State elections in Lower Saxony: What do the Greens, FDP and AfD want?

Status: 07.10.2022 08:46 a.m

The political goals of the Greens, FDP and AfD in Lower Saxony could hardly be more different. What do the parties stand for and who actually stands up for them?

Strategist, not a sprinter: Julia Willie Hamburg, Greens

Julia Willie Hamburg has decided against running for the State Chancellery. The party of the 36-year-old Hanoverian has meanwhile reached more than 20 percentage points in polls. But Julia Willie Hamburg is considered a long-distance runner, not a sprinter. Party members describe her as a clever thinker who thinks things over carefully, weighs up moments precisely – but sometimes she just doesn’t make enough noise about her own person.

This is noticeable: Although the Greens in Lower Saxony have grown – in the 2017 state election they only got 8.7 percent – many people do not know the top candidate Hamburg.
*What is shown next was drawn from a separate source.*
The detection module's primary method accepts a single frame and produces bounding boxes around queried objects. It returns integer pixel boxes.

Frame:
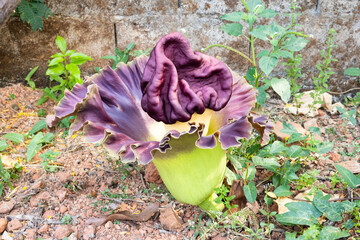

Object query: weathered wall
[0,0,360,91]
This is probably also due to the fact that she did not have an easy start in her role as a top politician.

Julia Willie Hamburg: The Greens were now more than 20 percent – but lost again.

Image: dpa

When she took over the parliamentary group chairmanship in March 2020, the pandemic was just beginning. Instead of traveling all over the country, political debates are shifted to the home office. But Hamburg fights its way free: the education politician quickly becomes the strong voice of the opposition. “Our job is to put our finger on the wound,” she says.

But Hamburg is also a strategist, she has had a precise plan for a long time as to how the Greens should become part of the government. “I would very much like to be able to have a say. It’s sometimes very frustrating to just sit there and know that things would be done differently,” the Green Party made clear a year ago. In the meantime, the Greens only get 16 percent in polls. She may be right in her assessment that the fight for the state chancellery is premature, but she is certainly patiently waiting for the right moment.

Often sober, mostly critical: Stefan Birkner, FDP

Stefan Birkner is calm and calm. Even when he says these days that the election campaign is getting on his nerves. That’s how the FDP politician is, always factual, often sober – mostly critical.

In the past five years, this was especially true of his handling of the course of the black-red state government. Of course, as an opposition faction, a critical look is important. But the 49-year-old lawyer is often concerned with GroKo’s understanding of the law.

FDP politician Stefan Birkner: devastating verdict for the country’s corona policy

Image: dpa

At the beginning of the pandemic, the FDP, together with the Greens, sued the state government for communication. The Supreme Court agrees with them. Birkner continues to put his finger in the wound, criticizing many rules that are ultimately overturned by the administrative court in Lüneburg.

But not only the Corona policy gets a devastating verdict from the FDP politician – he describes the entire five years of red-black state government as “standstill”. Birkner therefore wants to be part of the future state government. Although the intersections with the CDU are still the greatest, he also knows that a traffic light coalition in Lower Saxony is probably the most likely option for implementing this project.

He wants to bring the FDP into a role, “to find a place in modernization, in reason and in determination and ambition”. It shouldn’t just be about green ideology, says the brother-in-law of Federal Economics Minister Robert Habeck (Greens) during the election campaign. At the same time, it was he who has strengthened relations with the Greens since the last state election.

However, the entry of the Liberals is on the brink: According to the latest survey by Infratest dimap for the NDR the FDP comes to just five percent. For the liberals, entering the state parliament could remain a nail-biter until the end.

A moderate who can dish out: Stefan Marzischewski-Drewes, AfD

Stefan Marzischewski-Drewes is probably not that well known for many people in Lower Saxony – because the AfD politician was relatively surprisingly the top candidate for the state elections. In the election campaign, he must therefore market himself more than the top candidates of the other parties.

The 57-year-old radiologist from Gifhorn is considered moderate. He is down-to-earth and sorted. This sets him apart from many Lower Saxony party members. Their impulsiveness brought turbulent times to the AfD – dissolution of the faction, smashing of the party leadership. But Marzischewski-Drewes can also dish out – in internal meetings he shoots at times massively against his political opponents, it is said. But when it comes to personal contact with people, he is calm: “Nobody takes a dog that just keeps barking seriously.”

Stefan Marzischewski-Drewes: “Nobody takes a dog that just barks seriously,” says the AfD politician.

Image: picture alliance/dpa

Marzischewski-Drewes doesn’t have it easy in the election campaign. Although it also meets with approval, if it is rejected, it is all the more obvious. The belief that Nazis are represented among AfD members is widespread. The top candidate cannot really deny that. “You’re asking me to exclude something that I can’t do,” he says when asked if he knows of members who are close to the right-wing extremist scene.

The AfD Lower Saxony is observed by the Office for the Protection of the Constitution because of contacts and connections to right-wing extremist organizations. Marzischewski-Drewes sees no reason for this. He is convinced that it is “an abuse of state organization”.